Cytokine immune destruction of MAP at its points of dense attachment within the ileocecal region and at MAP’s sites of antigen processing creates an open portal for the microbiota of the gastrointestinal tract as well as alters the local microbiological environment so as to set into motion the anaerobic progression.

The consequences of prior ineffective antimicrobial therapy for Crohn’s disease are readily in evidence. Submucosa fibrosis and stricture are the consequences of undertreatment of the facultative anaerobic portion (particularly the Enterobacteriaceae). Intramural abscess formation, loop-to-loop fistulae, and septic deaths reflect the dominance of obligatory anaerobic bacteria. Abscesses and fistula occur in an estimated one quarter of individuals afflicted with Crohn’s disease.
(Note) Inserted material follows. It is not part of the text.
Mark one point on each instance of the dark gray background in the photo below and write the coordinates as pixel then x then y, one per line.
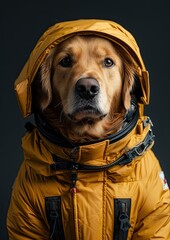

The interval between the onset of signs and symptoms of disease/inflammation and the administration of antibiotic therapy is of importance. Delay of proper antibiotic therapy to attain greater diagnostic certainty provides more time in which the anaerobic progression can advance. With testing for protozoan, enterotoxin, mycobacteria, and bacterial causes of chronic diarrhea pending and medical evidence of a disease process compatible with that of Crohn’s disease, aggressive lock-down antibiotic therapy of the anaerobic progression is merited.

The Hippocratic Oath asks physicians that, in trying to do good, not to do evil. Subluminal fibrosis, strictures, bowel perforations, loop-to-loop fistulae, and septic deaths due to under-addressed infection do not speak to good.